- Poster for "Red Eye"
- Hangul: 레드아이
- RR: Redeuai
- MR: Redŭai
- Directed by: Kim Dong-bin
- Written by: Lee Yong-yeon Seong Gi-young
- Produced by: Kim Nam-hee
- Starring: Jang Shin-young Song Il-kook Lee Dong-gyu Kim Hye-na Kwak Ji-min
- Edited by: Shin Min-gyeong
- Music by: Mun Dae-hyeon
- Distributed by: Big Blue Film
- Release date: February 4, 2005;
- Running time: 98 minutes
- Country: South Korea
- Language: Korean
- Budget: $5 million

= Red Eye (2005 South Korean film) =

Red Eye is a 2005 South Korean horror film.

==Plot==
July 16, 1988 a night train (or "red eye") to Yeosu leaves Seoul station and crashes killing 250 people. 15 years later to the day, a train is running the same line for the last time. But it has incorporated some of the coaches from the old crashed train.
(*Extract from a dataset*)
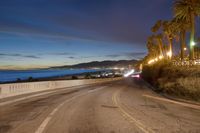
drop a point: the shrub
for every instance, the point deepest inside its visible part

A stewardess named OH Mi-sun (Jang Shin-young) has just started the job and is working on said train. Her father was a guard who died on the crashed train 15 years ago, and some blamed him for it. Mi-sun has psychic powers that were previously unknown to her, and starts getting glimpses of the spirits of those who died in the crash fifteen years prior.

Unsettling incidents occur and two passengers are murdered by supernatural means. With two dead bodies the train is supposed to stop at a station for the police, but it goes through the station because of a crazy young couple who are intent on crashing the train. They were the two tiny children (brother and sister) who were in the first train crash with their parents.

Increasingly strange incidents occur as the lights go out in some carriages and the carriages suddenly look old and in another, lights shatter and glass falls on the passengers. The passengers do not know where to go to escape the coming crash since the back of the train is no longer safe. Mi-Sun tries to stop them from crashing the train.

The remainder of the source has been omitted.